Currently, only six of the nine FASAB board members come from the financial community. The others are from three federal agencies: the Government Accountability Office, the Office of Management and Budget and the Department of the Treasury. The bill adds an additional board member from the financial community, and removes the Treasury member’s vote. But each of the heads of GAO, OMB and the Treasury would still have the power to veto any standard FASAB approves. Would a completely independent FASAB Board, one exclusively made up of members from the financial community – auditors, macroeconomics professors, or CPAs – be a bad thing? Isn’t it imperative that knowledgeable and informed citizens set the accounting standards for the federal government?
There is a private sector FASAB analogue. The Financial Accounting Standards Board is an independent board that sets corporate accounting standards. And the state and local governments have their own board, the Government Accounting Standards Board.
While those two boards cover state and local governments as well as the private sector independently, the federal government refuses to hold itself to the same standards. Having GAO and OMB representatives on the board is like General Motors finance director and auditor be a part of determining the liabilities GM reports on its balance sheet. This would not be right for General Motors or any other corporation.
Shouldn’t the federal government have to play by the same rules to which it holds its citizens?
Last October, the federal government shut down for over two weeks while Republicans and Democrats in Congress debated details of a spending bill with politically charged talking points.
Our national debt clock is ticking. Before our government shuts down again, raises the debt ceiling another time, or figures out another way to conceal its true debts, the government needs to change its accounting standards so that citizens and lawmakers know the true fiscal consequences of every decision the government makes. Misleading federal financial data derived from inaccurate accounting methods is the single greatest financial problem our federal government faces.

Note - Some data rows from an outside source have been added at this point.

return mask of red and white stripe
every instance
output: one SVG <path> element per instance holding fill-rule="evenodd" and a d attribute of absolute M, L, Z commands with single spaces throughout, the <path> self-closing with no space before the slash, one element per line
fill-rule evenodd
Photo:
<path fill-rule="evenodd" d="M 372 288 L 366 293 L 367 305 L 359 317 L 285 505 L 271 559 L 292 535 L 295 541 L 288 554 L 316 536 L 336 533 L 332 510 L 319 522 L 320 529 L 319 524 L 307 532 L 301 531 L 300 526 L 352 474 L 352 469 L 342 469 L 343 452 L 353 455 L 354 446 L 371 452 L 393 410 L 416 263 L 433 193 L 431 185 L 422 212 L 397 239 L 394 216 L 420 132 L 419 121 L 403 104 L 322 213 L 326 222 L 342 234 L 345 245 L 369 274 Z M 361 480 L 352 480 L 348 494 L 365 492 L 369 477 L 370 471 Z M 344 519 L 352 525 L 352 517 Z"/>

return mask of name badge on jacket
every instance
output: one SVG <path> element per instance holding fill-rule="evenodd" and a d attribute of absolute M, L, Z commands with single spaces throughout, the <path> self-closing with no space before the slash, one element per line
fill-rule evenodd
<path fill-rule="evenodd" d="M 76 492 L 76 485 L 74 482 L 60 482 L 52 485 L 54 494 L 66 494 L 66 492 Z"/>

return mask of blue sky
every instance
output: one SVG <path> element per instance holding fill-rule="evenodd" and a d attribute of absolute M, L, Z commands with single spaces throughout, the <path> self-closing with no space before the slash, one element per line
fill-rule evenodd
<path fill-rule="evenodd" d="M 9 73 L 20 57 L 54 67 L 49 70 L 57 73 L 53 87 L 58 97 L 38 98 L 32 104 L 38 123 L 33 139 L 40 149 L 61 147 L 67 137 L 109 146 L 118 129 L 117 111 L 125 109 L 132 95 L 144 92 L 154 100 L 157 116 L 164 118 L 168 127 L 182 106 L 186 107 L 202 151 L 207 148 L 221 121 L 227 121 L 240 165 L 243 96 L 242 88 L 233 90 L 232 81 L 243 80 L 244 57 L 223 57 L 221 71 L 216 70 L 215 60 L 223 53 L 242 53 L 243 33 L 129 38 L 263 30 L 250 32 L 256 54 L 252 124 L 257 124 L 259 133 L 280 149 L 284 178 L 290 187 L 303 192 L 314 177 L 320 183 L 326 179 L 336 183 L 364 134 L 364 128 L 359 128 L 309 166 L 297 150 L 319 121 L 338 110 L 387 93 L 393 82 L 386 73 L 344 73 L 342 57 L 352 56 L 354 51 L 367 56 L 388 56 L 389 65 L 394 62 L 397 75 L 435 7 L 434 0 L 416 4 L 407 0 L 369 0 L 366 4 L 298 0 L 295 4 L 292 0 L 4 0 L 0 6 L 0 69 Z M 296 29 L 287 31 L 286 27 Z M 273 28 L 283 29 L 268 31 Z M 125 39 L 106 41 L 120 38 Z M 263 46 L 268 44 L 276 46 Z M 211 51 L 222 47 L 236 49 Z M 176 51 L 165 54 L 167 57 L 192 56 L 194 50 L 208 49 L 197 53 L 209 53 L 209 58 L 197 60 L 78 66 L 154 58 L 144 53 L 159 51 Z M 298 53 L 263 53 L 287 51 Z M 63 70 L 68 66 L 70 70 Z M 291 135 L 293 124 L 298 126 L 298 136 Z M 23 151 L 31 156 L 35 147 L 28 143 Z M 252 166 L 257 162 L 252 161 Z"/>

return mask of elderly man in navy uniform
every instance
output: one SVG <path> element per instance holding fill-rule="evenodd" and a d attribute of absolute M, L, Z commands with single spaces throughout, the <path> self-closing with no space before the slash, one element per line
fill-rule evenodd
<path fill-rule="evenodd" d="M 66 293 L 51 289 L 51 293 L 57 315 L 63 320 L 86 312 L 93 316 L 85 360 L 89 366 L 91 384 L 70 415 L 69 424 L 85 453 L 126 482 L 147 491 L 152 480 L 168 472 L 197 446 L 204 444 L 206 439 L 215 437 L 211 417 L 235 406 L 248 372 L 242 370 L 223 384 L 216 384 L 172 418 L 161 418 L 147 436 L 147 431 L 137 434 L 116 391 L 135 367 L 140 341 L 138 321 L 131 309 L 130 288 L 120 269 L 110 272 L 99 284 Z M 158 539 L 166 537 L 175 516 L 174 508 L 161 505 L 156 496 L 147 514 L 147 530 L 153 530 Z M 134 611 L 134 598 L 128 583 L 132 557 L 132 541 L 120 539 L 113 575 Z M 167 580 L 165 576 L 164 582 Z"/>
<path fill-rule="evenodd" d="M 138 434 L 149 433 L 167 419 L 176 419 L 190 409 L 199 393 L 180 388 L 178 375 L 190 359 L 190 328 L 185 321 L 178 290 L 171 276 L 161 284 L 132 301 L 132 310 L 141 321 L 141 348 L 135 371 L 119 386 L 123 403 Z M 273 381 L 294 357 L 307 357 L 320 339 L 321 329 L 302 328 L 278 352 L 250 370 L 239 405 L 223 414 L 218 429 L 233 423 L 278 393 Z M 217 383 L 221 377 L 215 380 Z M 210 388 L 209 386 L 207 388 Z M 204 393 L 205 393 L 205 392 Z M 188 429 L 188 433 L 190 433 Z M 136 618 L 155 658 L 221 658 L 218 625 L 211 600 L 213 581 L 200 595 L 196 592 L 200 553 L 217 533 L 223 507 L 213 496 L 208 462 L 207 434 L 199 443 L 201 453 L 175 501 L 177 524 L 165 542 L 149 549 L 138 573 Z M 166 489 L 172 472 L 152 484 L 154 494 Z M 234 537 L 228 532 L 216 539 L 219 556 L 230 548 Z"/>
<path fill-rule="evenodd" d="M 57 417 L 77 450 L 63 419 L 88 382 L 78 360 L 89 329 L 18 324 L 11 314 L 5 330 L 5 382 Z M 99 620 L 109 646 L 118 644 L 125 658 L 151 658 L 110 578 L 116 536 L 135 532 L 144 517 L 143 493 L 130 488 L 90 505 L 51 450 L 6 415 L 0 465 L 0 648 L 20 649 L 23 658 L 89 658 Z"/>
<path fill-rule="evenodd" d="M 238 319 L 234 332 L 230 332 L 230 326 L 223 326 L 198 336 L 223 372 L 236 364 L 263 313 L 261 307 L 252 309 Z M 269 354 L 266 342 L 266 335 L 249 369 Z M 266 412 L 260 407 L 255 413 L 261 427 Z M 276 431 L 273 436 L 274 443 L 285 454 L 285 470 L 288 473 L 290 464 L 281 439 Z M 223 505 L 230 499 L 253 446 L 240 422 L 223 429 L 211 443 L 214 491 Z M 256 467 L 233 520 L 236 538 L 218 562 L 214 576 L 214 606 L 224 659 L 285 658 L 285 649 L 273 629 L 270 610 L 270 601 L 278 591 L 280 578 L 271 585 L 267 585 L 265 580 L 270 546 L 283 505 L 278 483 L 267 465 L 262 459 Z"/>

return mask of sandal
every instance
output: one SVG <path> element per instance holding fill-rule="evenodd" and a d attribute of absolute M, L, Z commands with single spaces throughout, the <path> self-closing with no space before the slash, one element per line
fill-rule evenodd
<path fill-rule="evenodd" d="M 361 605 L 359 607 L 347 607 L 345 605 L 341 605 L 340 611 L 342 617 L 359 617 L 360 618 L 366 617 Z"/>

If government accounting standards don’t change, our children and our children’s children will be the ones left to clean up the fiscal mess that we created. It’s time to change the way things are done in Washington, D.C.
While Renacci’s bill is a solid step in the right direction, more needs to be done. The single best way to increase transparency, independence and accountability is accurate and truthful accounting methods that represent our nation’s true financial condition. Giving this bill more teeth before it becomes law will do just that.
Sheila Weinberg is the founder and CEO of Truth in Accounting and a Certified Public Accountant.